Consider this the functional equivalent of the “Welcome to Pennsylvania!” sign you get when you cross a state border. Even assuming you knew you were going to Pennsylvania, it’s good to know when you’ve crossed the border, and if you didn’t know you were visiting the Keystone State today it’s really important to find out you have.
Almost as important as answering “Where am I?” is answering “What can I do here?” You may have also heard this referred to this in terms of questions like “Can the user perceive the purpose of the page?” or “Does the user identify the call to action?”
(To answer “What can I do here?” we also have to answer “And what state am I in right now?” Most of the visual components that we use present information display both state and affordance simultaneously through a visual language, but if we’re presenting information through auditory means via a screen reader or speech-controlled interface, we have to specify both.)
In general, it’s best to present interaction controls either in conjunction with the wayfinding points or directly after them.
So for example, a tabset is both wayfinding (answering “Which content set am I on?”) and interaction (answering “How can I switch to other related content?”).
A call to action to “buy it now!” on the other hand, should be to the right (or below) of the name of the product because nobody wants someone shouting “BUY THIS THING!” when they don’t know what the thing they’re being asked to buy is yet.
You may have noticed that the direction with which we read and the containers that we digest convey more than just wayfinding and interaction, however. They also convey a sense of time. For example, as the reader you assume that if I were reading this paragraph out loud to you, I would read it after the content above this paragraph, and before the content below this paragraph. Events lower on the page are perceived as taking place after events higher on the page, even though somewhere in our brains we know that the entire page is present all at a single moment.

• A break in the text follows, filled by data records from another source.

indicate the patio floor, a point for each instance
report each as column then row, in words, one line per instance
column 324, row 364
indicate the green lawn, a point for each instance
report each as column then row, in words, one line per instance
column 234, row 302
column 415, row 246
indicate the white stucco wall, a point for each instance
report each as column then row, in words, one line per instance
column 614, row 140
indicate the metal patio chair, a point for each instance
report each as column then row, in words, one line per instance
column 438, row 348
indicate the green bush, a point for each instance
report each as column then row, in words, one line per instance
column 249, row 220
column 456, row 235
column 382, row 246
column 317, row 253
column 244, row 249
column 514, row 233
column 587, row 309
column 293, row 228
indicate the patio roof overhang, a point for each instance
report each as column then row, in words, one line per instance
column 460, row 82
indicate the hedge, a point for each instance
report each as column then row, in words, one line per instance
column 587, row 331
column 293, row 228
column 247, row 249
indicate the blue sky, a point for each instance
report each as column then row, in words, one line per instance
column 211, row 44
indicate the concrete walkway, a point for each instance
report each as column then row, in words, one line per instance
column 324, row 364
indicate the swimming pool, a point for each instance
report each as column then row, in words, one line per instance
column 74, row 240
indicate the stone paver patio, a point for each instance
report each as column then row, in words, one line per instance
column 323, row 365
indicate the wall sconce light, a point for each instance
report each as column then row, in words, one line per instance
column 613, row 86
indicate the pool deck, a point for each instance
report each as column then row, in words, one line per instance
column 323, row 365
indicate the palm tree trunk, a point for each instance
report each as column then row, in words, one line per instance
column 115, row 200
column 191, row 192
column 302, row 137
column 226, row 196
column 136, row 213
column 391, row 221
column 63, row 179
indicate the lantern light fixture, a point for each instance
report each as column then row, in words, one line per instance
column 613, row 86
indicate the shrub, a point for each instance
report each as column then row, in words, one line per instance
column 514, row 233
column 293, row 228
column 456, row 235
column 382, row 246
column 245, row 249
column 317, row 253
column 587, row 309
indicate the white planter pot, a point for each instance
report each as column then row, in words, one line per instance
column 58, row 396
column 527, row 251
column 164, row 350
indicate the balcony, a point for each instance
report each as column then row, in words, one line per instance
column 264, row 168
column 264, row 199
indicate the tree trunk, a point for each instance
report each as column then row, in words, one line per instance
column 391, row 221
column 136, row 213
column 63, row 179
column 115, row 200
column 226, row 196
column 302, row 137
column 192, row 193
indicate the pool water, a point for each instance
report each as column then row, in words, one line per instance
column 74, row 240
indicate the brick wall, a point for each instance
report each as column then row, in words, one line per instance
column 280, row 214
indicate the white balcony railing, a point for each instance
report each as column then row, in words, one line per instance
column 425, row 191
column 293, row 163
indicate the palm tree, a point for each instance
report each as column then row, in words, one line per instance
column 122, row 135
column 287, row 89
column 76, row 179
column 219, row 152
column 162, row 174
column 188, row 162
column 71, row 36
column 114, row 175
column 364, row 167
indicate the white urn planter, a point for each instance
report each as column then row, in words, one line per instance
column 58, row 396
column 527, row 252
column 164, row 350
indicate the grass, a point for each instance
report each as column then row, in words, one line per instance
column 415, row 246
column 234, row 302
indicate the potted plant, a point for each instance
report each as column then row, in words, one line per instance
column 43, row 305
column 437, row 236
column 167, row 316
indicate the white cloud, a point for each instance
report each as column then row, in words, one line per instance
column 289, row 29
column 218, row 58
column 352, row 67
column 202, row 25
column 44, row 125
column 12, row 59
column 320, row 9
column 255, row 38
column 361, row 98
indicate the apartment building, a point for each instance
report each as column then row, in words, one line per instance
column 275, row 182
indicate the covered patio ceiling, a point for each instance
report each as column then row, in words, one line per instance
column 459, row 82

The reason that we put the wayfinding above or to the left of interactions is because we want to know “where am I?” before we know “what can I do?”, and in a left-to-right language, earlier events get put to the top or the left of later elements.
The time component is true of any reading, but is most obvious in serial art or comics. In Understanding Comics, Scott McCloud explains (emphasis his):
In learning to read comics we all learned to perceive time spatially, for in the world of comics, time and space are one and the same… so as readers, we’re left with only a vague sense that as our eyes are moving though space they’re also moving through time — we just don’t know by how much!
Obviously, if a perception of time is present in straight written words and also in something as visually-oriented as comics, we can assume it also applies to our less-visual-than-comics, more-visual-than-a-novel websites.
When using a web interface, users hate moving backwards in time.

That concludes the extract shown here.